The company conceded that it “made mistakes” and underscored the need for an international standard that regulates the government use of spyware.
The details came out as part of an investigation by a special inquiry committee on alleged breaches of E.U law. The investigation was launched after news about the company’s Pegasus spyware being used to snoop on phones belonging to politicians, diplomats, and civil society members came to light.
“The committee is going to look into existing national laws regulating surveillance, and whether Pegasus spyware was used for political purposes against, for example, journalists, politicians and lawyers,” the European Parliament said in March 2022.
“The use of Pegasus does not require cooperation with telecommunication companies, and it can easily overcome encryption, SSL, proprietary protocols, and any hurdle introduced by the complex communications worldwide,” the Council of Europe noted in an interim report.

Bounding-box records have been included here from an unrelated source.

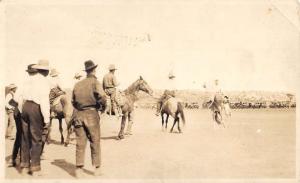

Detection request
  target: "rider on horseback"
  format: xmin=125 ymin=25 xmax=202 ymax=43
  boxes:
xmin=49 ymin=69 xmax=65 ymax=118
xmin=155 ymin=71 xmax=176 ymax=116
xmin=103 ymin=64 xmax=122 ymax=116
xmin=208 ymin=79 xmax=224 ymax=112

“It provides remote, covert, and unlimited access to the target’s mobile devices. This Modus Operandi of the Pegasus clearly reveals its capacity to be used for targeted as well as indiscriminate surveillance.”
NSO Group, founded in 2010, for a long time denied supplying software to governments for keeping tabs on political opponents, critics, activists, journalists, lawyers across the world. It has always said that the group only supplies software to government customers for tackling terrorism, drug trafficking and serious crime.